Because we have ended all elective cases, we have intentionally reduced the inpatient census in our hospital in anticipation of a surge of patients with COVID-19. That has reduced a lot of our revenue streams. There will be long-term ramifications from this. Those ramifications will initially manifest themselves in terms of our capital projects and what we were planning to build. It's reasonable to say, even at this early stage, that a lot of those plans will need to be reevaluated and planned over a longer timeframe. But again, we absolutely have to focus on our people first and foremost. If we do right by our people, if we earn and sustain their trust, then I'm confident that we can get through any financial hit that may come from this crisis.

Enduring Human Spirit

Verghese: Can you share a personal anecdote of something that will stick in your memory long after this is over, that sort of reflects the triumph of the human spirit or something that has lingered with you from these past few weeks?
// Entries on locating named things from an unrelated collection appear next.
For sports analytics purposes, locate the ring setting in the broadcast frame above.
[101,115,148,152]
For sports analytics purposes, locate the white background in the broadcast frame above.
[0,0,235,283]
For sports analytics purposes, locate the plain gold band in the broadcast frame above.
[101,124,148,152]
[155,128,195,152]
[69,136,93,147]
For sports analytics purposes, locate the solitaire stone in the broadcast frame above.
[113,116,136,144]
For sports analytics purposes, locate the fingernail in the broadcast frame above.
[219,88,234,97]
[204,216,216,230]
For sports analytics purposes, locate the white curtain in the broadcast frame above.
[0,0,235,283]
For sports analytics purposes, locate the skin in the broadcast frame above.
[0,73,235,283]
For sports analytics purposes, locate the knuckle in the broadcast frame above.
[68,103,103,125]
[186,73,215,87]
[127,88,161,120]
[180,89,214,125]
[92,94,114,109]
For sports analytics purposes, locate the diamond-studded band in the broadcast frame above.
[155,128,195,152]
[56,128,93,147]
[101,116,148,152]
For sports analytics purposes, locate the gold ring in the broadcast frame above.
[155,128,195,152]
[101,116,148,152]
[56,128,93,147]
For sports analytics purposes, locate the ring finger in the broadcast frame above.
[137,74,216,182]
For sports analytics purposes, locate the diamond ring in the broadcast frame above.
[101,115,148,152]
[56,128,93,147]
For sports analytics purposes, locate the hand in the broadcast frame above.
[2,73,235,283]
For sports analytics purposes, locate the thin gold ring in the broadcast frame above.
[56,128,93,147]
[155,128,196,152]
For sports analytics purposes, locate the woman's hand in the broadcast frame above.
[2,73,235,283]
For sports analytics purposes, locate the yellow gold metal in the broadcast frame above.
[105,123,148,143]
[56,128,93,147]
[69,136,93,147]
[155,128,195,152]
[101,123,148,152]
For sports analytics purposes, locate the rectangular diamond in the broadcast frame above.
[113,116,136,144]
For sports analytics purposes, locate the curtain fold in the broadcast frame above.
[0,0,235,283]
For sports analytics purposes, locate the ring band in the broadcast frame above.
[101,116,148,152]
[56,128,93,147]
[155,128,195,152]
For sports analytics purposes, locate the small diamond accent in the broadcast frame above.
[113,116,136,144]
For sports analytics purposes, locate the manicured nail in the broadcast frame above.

Minor: It's been so many things. It has been hearing our colleagues speak up and express their desire to help—their support, their willingness to help us all work through this difficult set of circumstances. No one has backed away; everyone has leaned in. That is what encourages me every day that we're going to make it through this. The virus is going to cause a lot of distress and human suffering, but we're going to get through this, and it's because of our strength and our people that we will get through it.

No one has backed away; everyone has leaned in.

Verghese: Lloyd, I just marvel at the weight and the responsibility that is on your shoulders. Over the past few weeks, watching our town halls and mini versions of that in every department and every division, it almost seems as though we've been planning this forever. And yet you and I know that a lot of it has just been good people coming together and doing the right thing. It's been so impressive to watch. I'm sure it's true of many organizations and hospitals around the country—the fundamental nature of the physician calling is that when the going gets tough, people do lean in and step in. We feel very, very privileged to have had you. I know you're busy every hour of the day. Thank you so much for being with us. And we wish you the very best in what you're doing.

Minor: Thank you, Abraham. It's good being with you. And thank you for your leadership and for the way you inspire every one of us with your presence and your writings. It's truly a privilege to be your colleague.

Abraham Verghese, MD, is a critically acclaimed best-selling author and a physician with an international reputation for his focus on healing in an era when technology often overwhelms the human side of medicine.

Lloyd B. Minor, MD, trained in otolaryngology–head and neck surgery and worked as a faculty member at the Johns Hopkins University School of Medicine in Baltimore. Since joining Stanford as dean of the school of medicine in 2012, he has used his position to develop efforts in precision health.